Key stakeholders are pressuring boards of directors to better handle near-term risks and to identify strategic risks that might affect future operating performance. More companies are implementing enterprise risk management (ERM) to identify strategic and operating risks, in addition to financial risks, and define the organization’s overall risk appetite.
Rising Expectations for the Audit Committee
Boards are seeking more risk intelligence to help them evaluate the trade-offs between risk and return when weighing strategic alternatives. The audit committee is responsible for oversight of the internal and external auditors as well as financial reporting. In part because the assessment of internal controls over financial reporting is risk-based, the audit committee is increasingly being charged with overseeing management’s risk policies and discussing the enterprise’s key risk exposures with management. Audit committees charged with risk oversight are placing demands on management for more information about key risk exposures and risk management processes.
The Role of the CFO and Internal Audit
The CFO is the executive most often responsible for reporting on risk issues to the board according to The Conference Board’s 2006 report, The Role of U.S. Corporate Boards in Enterprise Risk Management. CFOs are well positioned to lead an enterprise’s risk management effort because they are required to understand key activities related to financial and operational performance in their management of the enterprise’s finances. This understanding facilitates the tasks of defining risk terminology, identifying potential risk drivers and risk events, and assessing the probability and impact of risk events using uniform criteria across the enterprise.
The internal audit function is involved in risk assessment and risk management activities. However, an Institute of Internal Audit position paper, The Role of Internal Auditing in Enterprisewide Risk Management, recommends that internal audit should not be involved in developing the risk management process for board approval, imposing risk management processes, managing identified risks or setting the risk appetite of the enterprise. Internal audit should monitor the effectiveness of ERM processes designed by senior management by evaluating and giving assurance on risk management processes, evaluating the reporting of key risks, and reviewing the management of key risks.
Realistic Expectations for Enterprise Risk Management
ERM implementation is a process, which also involves cultural changes for the enterprise, whereby risk oversight improves over time. ERM efforts should be designed to more effectively manage risks on an enterprise-wide basis while realizing that effective ERM will help the enterprise better identify and manage risk, but not lower risk.
In its 2006 report, The Role of U.S. Corporate Boards in Enterprise Risk Management, the Conference Board found that a majority of boards believe that strategic risks pose the greatest threat to a company. Boards believed that more risk intelligence would help them evaluate risk/return trade-offs when considering strategic alternatives. Audit committees are exerting pressure on their external auditors to share risk information and key business risks affecting the enterprise identified during the process of understanding the entity and its business environment necessary to complete audits of the financial statements or internal controls. Auditors of publicly traded companies may also identify deficiencies in risk responses as they assess the effectiveness of internal controls surrounding core business processes that affect financial reporting.

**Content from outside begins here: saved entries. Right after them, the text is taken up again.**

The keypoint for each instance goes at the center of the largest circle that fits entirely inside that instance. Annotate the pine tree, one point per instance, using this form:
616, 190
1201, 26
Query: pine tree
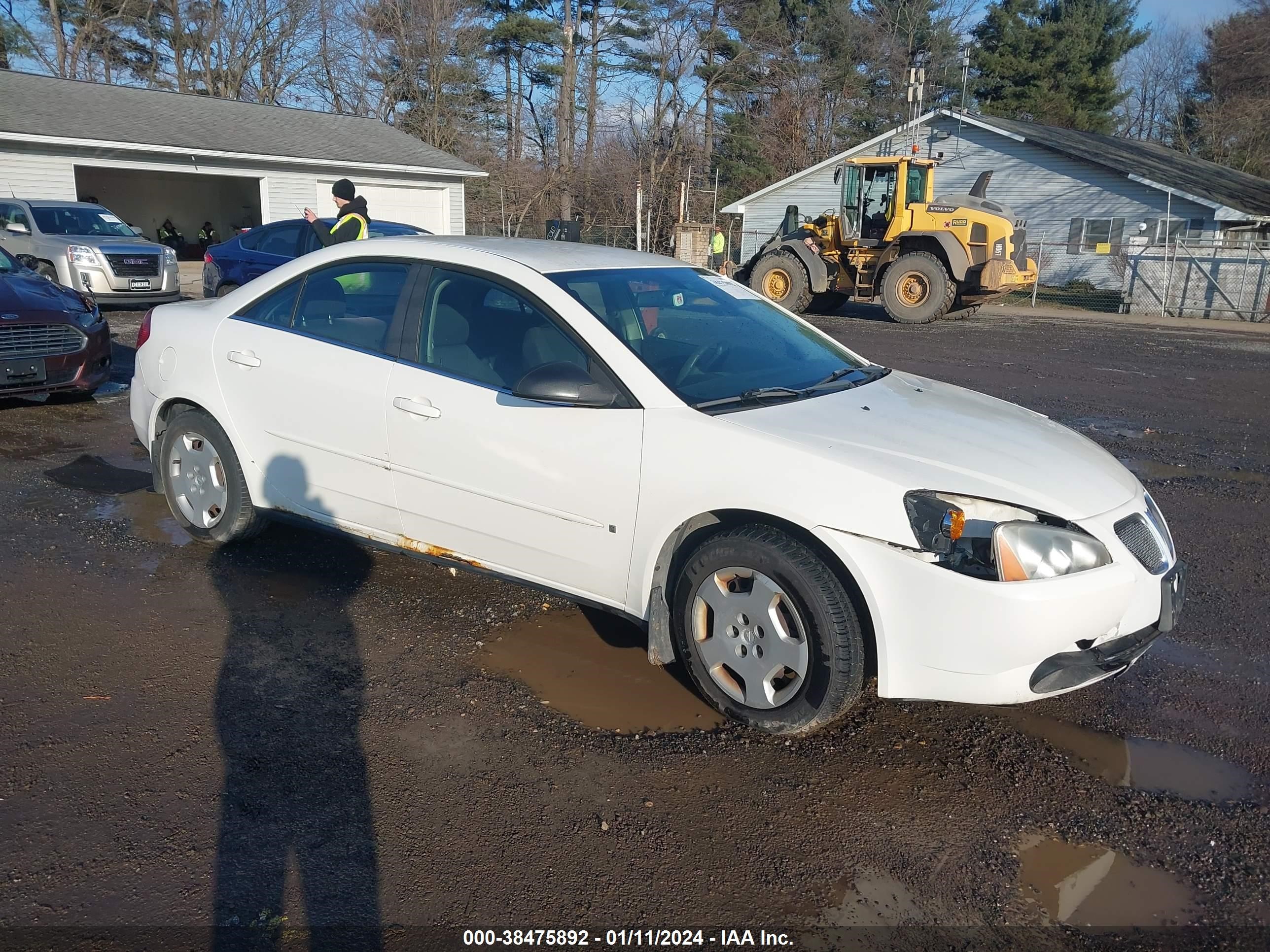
1055, 60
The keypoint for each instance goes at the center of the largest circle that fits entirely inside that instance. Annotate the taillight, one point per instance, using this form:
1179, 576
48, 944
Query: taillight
144, 331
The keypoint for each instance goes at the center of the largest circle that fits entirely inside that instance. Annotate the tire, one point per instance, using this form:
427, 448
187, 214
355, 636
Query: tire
212, 459
905, 277
777, 272
810, 598
828, 303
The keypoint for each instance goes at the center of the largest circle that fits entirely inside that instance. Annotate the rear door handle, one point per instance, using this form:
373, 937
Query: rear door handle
420, 408
244, 357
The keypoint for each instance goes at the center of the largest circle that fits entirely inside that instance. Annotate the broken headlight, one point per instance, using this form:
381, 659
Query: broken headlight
996, 541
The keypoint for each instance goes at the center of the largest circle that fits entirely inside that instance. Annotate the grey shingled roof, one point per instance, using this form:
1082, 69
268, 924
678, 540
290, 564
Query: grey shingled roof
46, 106
1150, 160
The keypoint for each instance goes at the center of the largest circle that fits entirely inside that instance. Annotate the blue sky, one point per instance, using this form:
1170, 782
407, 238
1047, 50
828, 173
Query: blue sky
1185, 13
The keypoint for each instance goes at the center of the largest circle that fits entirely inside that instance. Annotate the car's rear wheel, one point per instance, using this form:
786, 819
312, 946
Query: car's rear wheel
204, 481
768, 631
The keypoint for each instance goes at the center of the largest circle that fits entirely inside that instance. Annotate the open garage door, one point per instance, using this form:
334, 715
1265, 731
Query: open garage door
423, 207
144, 199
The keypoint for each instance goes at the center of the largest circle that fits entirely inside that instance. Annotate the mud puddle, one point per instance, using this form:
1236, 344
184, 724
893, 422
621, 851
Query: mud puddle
1092, 886
595, 668
148, 514
37, 448
872, 898
1154, 766
1152, 470
97, 475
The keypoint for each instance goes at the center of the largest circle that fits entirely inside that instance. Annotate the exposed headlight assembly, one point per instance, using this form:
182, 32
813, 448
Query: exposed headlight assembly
996, 541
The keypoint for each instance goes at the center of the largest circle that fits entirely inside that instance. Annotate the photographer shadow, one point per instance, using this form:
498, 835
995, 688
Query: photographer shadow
289, 701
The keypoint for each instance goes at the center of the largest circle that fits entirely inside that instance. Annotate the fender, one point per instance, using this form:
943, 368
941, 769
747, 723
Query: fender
814, 265
959, 262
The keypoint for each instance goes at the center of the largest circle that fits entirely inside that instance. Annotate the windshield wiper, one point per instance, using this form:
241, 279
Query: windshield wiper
752, 397
870, 374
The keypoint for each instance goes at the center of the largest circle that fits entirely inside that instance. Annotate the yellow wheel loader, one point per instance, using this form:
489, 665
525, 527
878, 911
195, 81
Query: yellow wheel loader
891, 239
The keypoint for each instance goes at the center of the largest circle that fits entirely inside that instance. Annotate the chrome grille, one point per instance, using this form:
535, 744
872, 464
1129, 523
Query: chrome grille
134, 266
40, 340
1138, 539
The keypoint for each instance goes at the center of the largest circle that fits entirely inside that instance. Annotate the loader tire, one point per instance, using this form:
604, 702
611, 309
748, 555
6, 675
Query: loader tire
781, 278
916, 289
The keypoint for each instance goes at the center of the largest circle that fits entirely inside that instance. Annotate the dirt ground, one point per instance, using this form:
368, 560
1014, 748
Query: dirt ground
313, 746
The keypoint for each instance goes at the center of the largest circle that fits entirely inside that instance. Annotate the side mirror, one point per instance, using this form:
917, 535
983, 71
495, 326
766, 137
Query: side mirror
563, 382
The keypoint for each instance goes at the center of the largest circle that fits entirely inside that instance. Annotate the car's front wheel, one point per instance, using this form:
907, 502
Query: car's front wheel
204, 481
768, 631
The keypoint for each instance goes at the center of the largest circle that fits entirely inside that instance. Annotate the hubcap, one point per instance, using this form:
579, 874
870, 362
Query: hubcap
197, 480
914, 289
776, 285
750, 636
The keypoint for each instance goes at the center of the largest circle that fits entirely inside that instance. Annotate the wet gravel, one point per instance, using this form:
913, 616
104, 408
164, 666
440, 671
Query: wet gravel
303, 734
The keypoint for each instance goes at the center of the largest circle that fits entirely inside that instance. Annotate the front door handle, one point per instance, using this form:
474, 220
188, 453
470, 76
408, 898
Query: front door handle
420, 408
244, 357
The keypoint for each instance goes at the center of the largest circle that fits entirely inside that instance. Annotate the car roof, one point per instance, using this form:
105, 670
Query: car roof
55, 204
549, 257
331, 220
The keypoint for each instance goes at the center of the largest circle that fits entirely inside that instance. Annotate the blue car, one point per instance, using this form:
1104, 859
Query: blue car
253, 253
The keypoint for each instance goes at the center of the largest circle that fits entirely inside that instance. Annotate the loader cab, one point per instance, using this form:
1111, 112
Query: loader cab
877, 195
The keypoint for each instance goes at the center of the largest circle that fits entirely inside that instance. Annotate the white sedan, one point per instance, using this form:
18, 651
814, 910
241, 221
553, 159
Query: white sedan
784, 516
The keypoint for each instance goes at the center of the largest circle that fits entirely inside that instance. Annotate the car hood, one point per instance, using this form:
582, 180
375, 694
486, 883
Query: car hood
924, 435
26, 291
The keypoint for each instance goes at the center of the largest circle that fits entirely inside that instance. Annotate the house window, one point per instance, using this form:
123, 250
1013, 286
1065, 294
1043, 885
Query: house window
1170, 230
1097, 232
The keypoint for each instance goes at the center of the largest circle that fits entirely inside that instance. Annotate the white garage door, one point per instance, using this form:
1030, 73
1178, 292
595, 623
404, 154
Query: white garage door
426, 207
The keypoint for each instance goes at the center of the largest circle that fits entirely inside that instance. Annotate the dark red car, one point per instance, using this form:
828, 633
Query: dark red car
52, 340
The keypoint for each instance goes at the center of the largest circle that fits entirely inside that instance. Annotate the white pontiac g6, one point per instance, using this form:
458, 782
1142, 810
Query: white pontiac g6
784, 516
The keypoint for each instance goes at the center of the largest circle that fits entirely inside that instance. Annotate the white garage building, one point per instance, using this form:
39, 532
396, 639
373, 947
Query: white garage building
150, 155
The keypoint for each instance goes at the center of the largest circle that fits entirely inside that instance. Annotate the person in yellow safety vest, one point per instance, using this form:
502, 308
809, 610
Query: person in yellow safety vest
352, 221
717, 250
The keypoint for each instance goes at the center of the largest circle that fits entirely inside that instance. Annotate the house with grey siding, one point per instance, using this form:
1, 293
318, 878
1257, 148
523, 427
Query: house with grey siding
149, 155
1086, 197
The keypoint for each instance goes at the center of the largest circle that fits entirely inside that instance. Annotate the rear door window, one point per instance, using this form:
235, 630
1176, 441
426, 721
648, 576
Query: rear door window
353, 304
276, 307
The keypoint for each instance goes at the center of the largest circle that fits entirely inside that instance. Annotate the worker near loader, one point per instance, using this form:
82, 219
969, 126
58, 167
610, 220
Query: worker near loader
717, 244
352, 221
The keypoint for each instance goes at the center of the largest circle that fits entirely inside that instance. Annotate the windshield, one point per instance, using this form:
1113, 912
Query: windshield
706, 337
80, 220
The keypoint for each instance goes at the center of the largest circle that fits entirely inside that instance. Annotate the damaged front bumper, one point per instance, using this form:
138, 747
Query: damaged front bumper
945, 636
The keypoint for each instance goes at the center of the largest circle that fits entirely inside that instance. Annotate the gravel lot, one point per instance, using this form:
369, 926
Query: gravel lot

The board of directors, and specifically the audit committee, is under increasing pressure from stakeholders to improve management’s process for identifying, assessing, and responding to specific risks in the near term and anticipating future risks. IBM’s Global CFO Study 2008 found that 62% of enterprises with revenues in excess of $5 billion encountered a major risk event in the last three years and 42% of CFOs indicated that their enterprise was not adequately prepared. In response to the increase in the volume and complexity of risks, the audit committee is being increasingly relied upon to oversee the management of risk.